Mo a dit
ISBN : 1022607057
Éditeur : MÉTAILIÉ (14/09/2017)
Traductrice : Céline Schwaller
4ème de couverture :
Helen travaille de nuit dans un casino comme croupière, et vit dans un minuscule appartement de la banlieue londonienne, avec sa petite fille de six ans et son compagnon, Mo, anglo-pakistanais, qui trouve qu’elle est tordue. Plus que tordue, dit-elle.
Les pensées filent en roue libre – racisme ordinaire, sexisme à la petite semaine, résistance au quotidien –, Helen somnole, se souvient, rêve et s’obsède, comme une Molly Bloom de banlieue, en moins frivole. Vingt-quatre heures dans la vie d’une femme, entre la bouilloire qui fuit et le sommeil qui ne vient pas, l’avalanche des problèmes matériels et une vie exiguë qui paraît sans issue.

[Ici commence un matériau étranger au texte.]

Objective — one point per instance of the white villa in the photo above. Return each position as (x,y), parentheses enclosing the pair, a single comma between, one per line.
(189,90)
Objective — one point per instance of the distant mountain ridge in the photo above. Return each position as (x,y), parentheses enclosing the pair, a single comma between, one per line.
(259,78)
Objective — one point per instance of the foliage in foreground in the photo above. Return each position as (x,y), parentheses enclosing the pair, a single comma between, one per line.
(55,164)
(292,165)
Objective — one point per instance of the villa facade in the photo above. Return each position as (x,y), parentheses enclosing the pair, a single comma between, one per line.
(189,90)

Le monologue intérieur d’un personnage à la Ken Loach, dans la langue bouillonnante de James Kelman, toujours au plus près de ce qu’on n’appelle plus la classe ouvrière.
Extraits :
“L'amertume hante les gens.”
“L'époque censée être heureuse, quand la vie était censée être belle.”

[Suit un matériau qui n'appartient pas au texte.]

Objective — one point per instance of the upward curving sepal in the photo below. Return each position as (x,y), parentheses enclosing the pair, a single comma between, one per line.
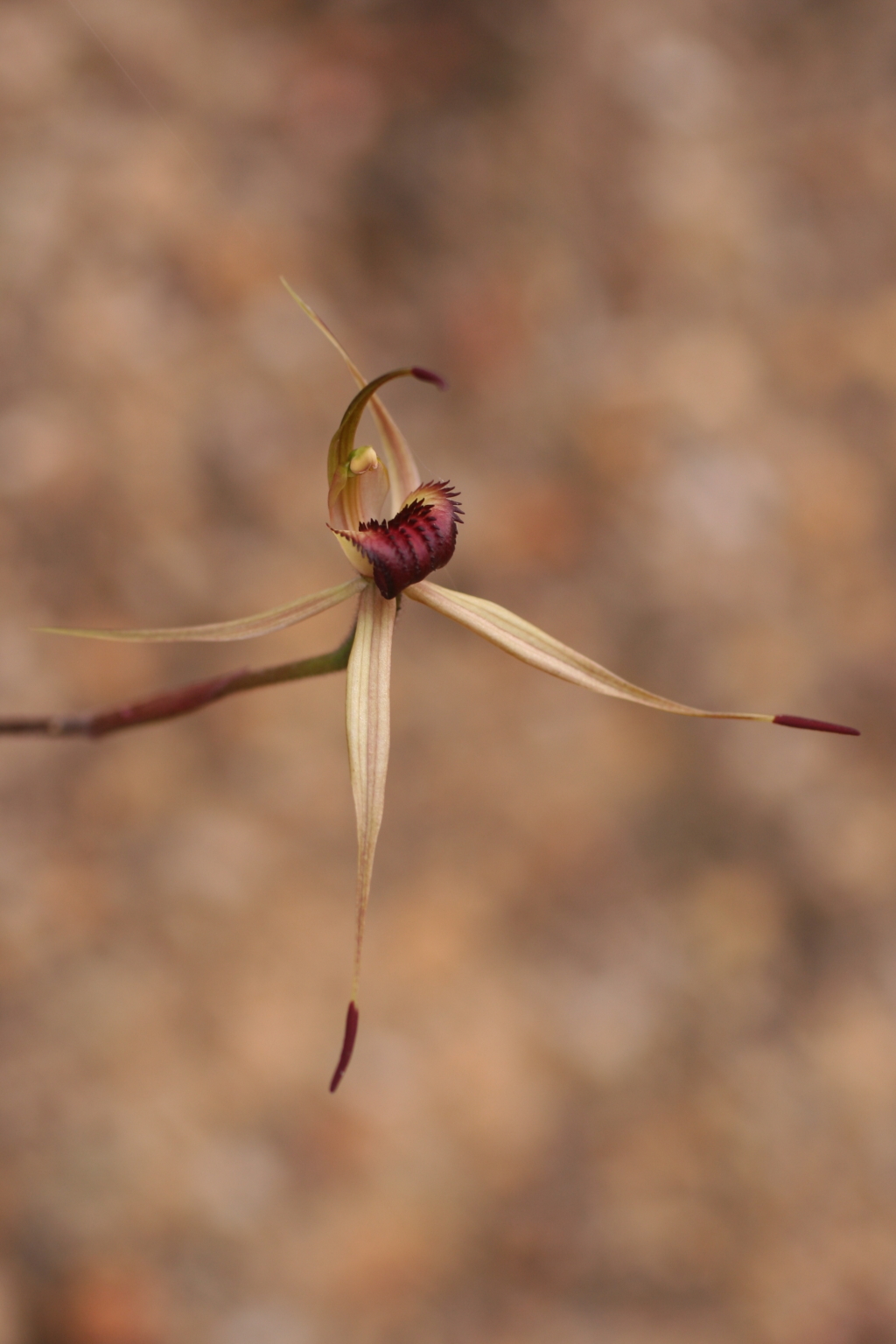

“Lumière du matin mais des ombres persistaient. Des ombres de nos vies. Une ombre de notre vie. Ce que sont nos vies. Ces ombres, dans ces ombres.”
“Les gens possédaient des morceaux de vous.”
“Les gens sont pas toujours capables de sourire, c'était usant de devoir se forcer. Les sourires perpétuels. Souris, souris, pourquoi tu souris pas ?”
“Seulement attendre, ça représentait combien de temps de sa vie, attendre, et toujours les autres, c'est leur vie qui compte, la leur et pas la vôtre.”
“Plein de temps mais pas le temps. C’était donc ça la vie ? C’était ça la vie. La sienne en tout cas.”
Mon avis :
Nous entrons directement dans le cerveau d’une jeune femme Helen, perpétuelle angoissée qui ressasse et rumine ses pensées.
Helen, travaillant de nuit, partage un taxi avec quelques collègues et amies pour rentrer. Ce matin là une scène particulièrement violente, du moins pour elle, va déclencher ses mauvaises pensées. A un carrefour assez dangereux, elle voit, deux pauvres bougres, certainement sans domicile, traverser dangereusement devant les voitures. Elle seule remarque la scène, ses collègues papotant. Et c’est toujours comme ça. Elle seule voit ce genre de scène. Et traumatisme supplémentaire, elle pense reconnaître son frère Brian dans l’un des deux hommes.
Arrivée chez elle, sans faire de bruit car sa fille Sophie et son compagnon Mo dorment encore, elle sort de vieilles photos de sa famille pour vérifier. Les vieux souvenirs affluent, pas très agréables.
Attention le départ est imminent pour les pensées et la vie d’Helen : son enfance, la mort de son père, le départ de son frère, l’indifférence de sa mère, le père de sa fille, la personnalité de sa fille, le taudis où ils vivent, son travail de nuit et Mo son compagnon pakistanais, si gentil et si bizarre. Puis la société, l’amitié, le racisme, le quartier, tout y passe pendant 24 heures, sans une pause, sans un ouf, le cerveau d’Helen fume, transpire et ça l’empêche de dormir, même de se reposer.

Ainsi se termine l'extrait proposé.